Commit Graph

8 Commits

Author SHA1 Message Date
b492f5f7b0 fix: schema init ordering, deploy.sh default, client BASE_URL docs
Three issues Dalidou Claude surfaced during the first real deploy
of commit e877e5b to the live service (report from 2026-04-08).
Bug 1 was the critical one — a schema init ordering bug that would
have bitten every future upgrade from a pre-Phase-9 schema — and
the other two were usability traps around hostname resolution.

Bug 1 (CRITICAL): schema init ordering
--------------------------------------
src/atocore/models/database.py

SCHEMA_SQL contained CREATE INDEX statements that referenced
columns added later by _apply_migrations():

    CREATE INDEX IF NOT EXISTS idx_memories_project ON memories(project);
    CREATE INDEX IF NOT EXISTS idx_interactions_project_name ON interactions(project);
    CREATE INDEX IF NOT EXISTS idx_interactions_session ON interactions(session_id);

On a FRESH install, CREATE TABLE IF NOT EXISTS creates the tables
with the Phase 9 shape (columns present), so the CREATE INDEX runs
cleanly and _apply_migrations is effectively a no-op.

On an UPGRADE from a pre-Phase-9 schema, CREATE TABLE IF NOT EXISTS
is a no-op (the tables already exist in the old shape), the columns
are NOT added yet, and the CREATE INDEX fails with
"OperationalError: no such column: project" before
_apply_migrations gets a chance to add the columns.

Dalidou Claude hit this exactly when redeploying from 0.1.0 to
0.2.0 — had to manually ALTER TABLE to add the Phase 9 columns
before the container could start.

The fix is to remove the Phase 9-column indexes from SCHEMA_SQL.
They already exist in _apply_migrations() AFTER the corresponding
ALTER TABLE, so they still get created on both fresh and upgrade
paths — just after the columns exist, not before.

Indexes still in SCHEMA_SQL (all safe — reference columns that
have existed since the first release):
- idx_chunks_document on source_chunks(document_id)
- idx_memories_type on memories(memory_type)
- idx_memories_status on memories(status)
- idx_interactions_project on interactions(project_id)

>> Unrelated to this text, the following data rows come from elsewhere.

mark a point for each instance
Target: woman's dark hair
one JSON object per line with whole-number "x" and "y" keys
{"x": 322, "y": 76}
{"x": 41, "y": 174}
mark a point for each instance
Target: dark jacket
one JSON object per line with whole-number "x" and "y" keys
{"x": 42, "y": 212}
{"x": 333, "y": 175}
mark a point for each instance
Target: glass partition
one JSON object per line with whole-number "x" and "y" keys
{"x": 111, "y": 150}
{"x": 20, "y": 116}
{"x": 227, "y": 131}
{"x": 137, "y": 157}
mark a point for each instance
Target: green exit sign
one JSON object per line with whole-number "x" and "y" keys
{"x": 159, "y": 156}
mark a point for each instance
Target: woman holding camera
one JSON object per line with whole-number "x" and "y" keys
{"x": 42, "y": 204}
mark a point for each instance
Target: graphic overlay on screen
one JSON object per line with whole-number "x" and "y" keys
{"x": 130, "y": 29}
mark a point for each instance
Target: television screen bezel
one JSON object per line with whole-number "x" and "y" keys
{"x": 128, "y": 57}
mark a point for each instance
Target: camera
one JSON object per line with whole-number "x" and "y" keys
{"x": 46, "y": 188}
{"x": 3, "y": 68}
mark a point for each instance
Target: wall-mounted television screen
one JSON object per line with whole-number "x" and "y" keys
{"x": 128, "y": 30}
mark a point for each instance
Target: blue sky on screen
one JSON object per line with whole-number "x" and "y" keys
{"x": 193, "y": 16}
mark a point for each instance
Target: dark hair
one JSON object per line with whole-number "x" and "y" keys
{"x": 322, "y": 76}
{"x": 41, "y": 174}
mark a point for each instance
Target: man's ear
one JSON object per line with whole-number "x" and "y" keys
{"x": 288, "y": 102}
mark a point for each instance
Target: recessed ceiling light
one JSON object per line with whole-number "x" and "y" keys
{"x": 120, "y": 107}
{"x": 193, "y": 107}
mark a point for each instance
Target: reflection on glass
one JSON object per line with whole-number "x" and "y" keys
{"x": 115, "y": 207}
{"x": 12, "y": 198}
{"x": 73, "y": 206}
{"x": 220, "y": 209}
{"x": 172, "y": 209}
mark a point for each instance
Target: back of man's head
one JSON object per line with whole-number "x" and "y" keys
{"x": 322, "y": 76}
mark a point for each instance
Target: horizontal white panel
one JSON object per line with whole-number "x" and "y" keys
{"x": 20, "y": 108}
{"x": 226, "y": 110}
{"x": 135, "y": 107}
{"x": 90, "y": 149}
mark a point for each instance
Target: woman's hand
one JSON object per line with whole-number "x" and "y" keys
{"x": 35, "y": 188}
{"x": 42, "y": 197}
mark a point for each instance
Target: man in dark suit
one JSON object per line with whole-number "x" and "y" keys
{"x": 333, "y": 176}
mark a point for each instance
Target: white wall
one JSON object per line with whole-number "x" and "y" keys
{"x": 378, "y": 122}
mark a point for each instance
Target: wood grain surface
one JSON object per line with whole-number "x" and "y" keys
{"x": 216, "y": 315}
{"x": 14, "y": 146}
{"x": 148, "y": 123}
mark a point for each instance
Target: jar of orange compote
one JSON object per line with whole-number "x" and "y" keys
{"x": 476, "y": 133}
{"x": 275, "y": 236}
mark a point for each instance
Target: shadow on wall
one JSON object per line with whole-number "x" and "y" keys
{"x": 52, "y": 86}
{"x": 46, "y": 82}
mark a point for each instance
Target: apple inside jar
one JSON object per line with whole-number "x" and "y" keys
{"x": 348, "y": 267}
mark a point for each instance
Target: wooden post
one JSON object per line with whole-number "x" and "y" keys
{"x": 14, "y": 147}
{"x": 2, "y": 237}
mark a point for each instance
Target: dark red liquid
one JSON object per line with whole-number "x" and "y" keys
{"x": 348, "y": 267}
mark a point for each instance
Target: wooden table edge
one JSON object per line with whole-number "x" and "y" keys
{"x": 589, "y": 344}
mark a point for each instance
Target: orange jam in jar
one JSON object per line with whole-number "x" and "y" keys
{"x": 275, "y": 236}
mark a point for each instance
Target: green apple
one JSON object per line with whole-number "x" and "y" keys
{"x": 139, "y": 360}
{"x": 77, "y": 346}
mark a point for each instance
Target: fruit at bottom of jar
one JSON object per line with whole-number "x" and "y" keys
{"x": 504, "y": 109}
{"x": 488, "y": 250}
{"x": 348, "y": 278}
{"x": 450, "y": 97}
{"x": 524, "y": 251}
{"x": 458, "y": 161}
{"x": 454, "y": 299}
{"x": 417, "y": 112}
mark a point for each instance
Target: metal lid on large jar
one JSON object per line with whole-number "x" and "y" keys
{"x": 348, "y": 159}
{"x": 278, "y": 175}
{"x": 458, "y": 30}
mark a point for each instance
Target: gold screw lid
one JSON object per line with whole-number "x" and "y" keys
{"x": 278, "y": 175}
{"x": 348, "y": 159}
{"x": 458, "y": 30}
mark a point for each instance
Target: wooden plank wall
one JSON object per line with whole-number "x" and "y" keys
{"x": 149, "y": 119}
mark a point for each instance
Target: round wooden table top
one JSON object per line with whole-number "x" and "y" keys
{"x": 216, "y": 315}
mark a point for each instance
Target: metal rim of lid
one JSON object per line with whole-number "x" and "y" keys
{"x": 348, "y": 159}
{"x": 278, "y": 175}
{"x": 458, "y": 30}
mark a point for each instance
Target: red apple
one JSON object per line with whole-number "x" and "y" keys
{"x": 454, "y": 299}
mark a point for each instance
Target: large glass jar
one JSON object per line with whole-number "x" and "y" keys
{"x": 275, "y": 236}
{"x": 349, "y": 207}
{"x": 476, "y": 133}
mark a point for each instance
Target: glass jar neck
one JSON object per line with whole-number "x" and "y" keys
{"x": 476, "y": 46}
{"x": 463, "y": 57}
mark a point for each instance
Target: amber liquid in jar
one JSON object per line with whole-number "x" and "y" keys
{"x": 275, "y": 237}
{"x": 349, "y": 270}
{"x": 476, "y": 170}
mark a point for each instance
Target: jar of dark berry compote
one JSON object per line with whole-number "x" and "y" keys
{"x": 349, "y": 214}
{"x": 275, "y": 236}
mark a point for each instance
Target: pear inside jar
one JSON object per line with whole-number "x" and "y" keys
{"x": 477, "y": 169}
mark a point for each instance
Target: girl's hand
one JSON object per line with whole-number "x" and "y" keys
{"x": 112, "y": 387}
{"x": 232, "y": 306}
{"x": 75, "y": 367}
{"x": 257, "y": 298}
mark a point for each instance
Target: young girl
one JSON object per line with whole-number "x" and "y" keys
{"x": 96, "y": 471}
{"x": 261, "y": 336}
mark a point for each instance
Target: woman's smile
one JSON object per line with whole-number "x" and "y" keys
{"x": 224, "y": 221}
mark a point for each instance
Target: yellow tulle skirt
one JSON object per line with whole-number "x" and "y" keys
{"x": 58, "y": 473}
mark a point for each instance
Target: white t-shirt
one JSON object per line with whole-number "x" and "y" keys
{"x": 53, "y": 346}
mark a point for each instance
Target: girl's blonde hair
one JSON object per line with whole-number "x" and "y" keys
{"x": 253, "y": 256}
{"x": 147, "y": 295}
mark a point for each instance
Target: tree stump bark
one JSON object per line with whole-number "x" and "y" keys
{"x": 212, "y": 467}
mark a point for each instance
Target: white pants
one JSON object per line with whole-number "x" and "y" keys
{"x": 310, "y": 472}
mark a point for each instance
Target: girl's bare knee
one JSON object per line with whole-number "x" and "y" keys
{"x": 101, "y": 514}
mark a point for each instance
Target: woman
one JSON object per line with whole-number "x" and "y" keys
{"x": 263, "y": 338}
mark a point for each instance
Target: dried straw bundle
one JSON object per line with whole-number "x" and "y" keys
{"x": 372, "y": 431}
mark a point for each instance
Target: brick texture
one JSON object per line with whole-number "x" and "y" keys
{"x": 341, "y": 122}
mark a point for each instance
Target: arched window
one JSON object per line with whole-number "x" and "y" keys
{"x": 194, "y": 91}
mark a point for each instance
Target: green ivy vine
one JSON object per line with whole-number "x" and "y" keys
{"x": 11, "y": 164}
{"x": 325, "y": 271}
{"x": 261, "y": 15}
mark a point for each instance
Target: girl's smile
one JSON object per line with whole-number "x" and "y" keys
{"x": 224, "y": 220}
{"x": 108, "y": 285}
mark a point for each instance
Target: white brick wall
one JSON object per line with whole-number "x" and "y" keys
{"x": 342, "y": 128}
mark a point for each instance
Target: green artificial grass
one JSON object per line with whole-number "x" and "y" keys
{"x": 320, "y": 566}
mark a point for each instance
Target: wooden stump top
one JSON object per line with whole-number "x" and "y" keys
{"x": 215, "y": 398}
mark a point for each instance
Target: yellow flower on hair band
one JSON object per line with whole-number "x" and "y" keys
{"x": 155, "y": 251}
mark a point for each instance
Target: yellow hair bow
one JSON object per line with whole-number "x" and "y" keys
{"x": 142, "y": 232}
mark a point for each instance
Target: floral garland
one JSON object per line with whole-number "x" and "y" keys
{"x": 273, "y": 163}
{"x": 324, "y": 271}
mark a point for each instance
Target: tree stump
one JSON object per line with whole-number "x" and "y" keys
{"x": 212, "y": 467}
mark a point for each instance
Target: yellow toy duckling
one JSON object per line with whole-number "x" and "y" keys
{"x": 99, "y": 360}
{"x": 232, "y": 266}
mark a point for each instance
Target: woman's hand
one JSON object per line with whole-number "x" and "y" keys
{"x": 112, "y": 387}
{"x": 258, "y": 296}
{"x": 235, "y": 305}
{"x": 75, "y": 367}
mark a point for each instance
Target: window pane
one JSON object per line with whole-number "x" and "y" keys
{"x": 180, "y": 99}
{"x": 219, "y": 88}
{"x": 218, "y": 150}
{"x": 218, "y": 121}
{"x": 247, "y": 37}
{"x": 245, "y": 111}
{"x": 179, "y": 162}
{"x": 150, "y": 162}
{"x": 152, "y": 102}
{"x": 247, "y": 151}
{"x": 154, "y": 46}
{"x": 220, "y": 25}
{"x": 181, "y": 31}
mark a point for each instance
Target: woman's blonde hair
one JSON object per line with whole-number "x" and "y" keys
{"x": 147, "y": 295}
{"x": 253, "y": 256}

Indexes moved to _apply_migrations (already there — just no longer
duplicated in SCHEMA_SQL):
- idx_memories_project on memories(project)
- idx_interactions_project_name on interactions(project)
- idx_interactions_session on interactions(session_id)
- idx_interactions_created_at on interactions(created_at)

Regression test: tests/test_database.py
---------------------------------------
New test_init_db_upgrades_pre_phase9_schema_without_failing:

- Seeds the DB with the exact pre-Phase-9 shape (no project /
  last_referenced_at / reference_count on memories; no project /
  client / session_id / response / memories_used / chunks_used on
  interactions)
- Calls init_db() — which used to raise OperationalError before
  the fix
- Verifies all Phase 9 columns are present after the call
- Verifies the migration indexes exist

Before the fix this test would have failed with
"OperationalError: no such column: project" on the init_db call.
After the fix it passes. This locks the invariant "init_db is
safe on any legacy schema shape" so the bug can't silently come
back.

Full suite: 216 passing (was 215), 1 warning. The +1 is the new
regression test.

Bug 3 (usability): deploy.sh DNS default
----------------------------------------
deploy/dalidou/deploy.sh

ATOCORE_GIT_REMOTE defaulted to http://dalidou:3000/Antoine/ATOCore.git
which requires the "dalidou" hostname to resolve. On the Dalidou
host itself it didn't (no /etc/hosts entry for localhost alias),
so deploy.sh had to be run with the IP as a manual workaround.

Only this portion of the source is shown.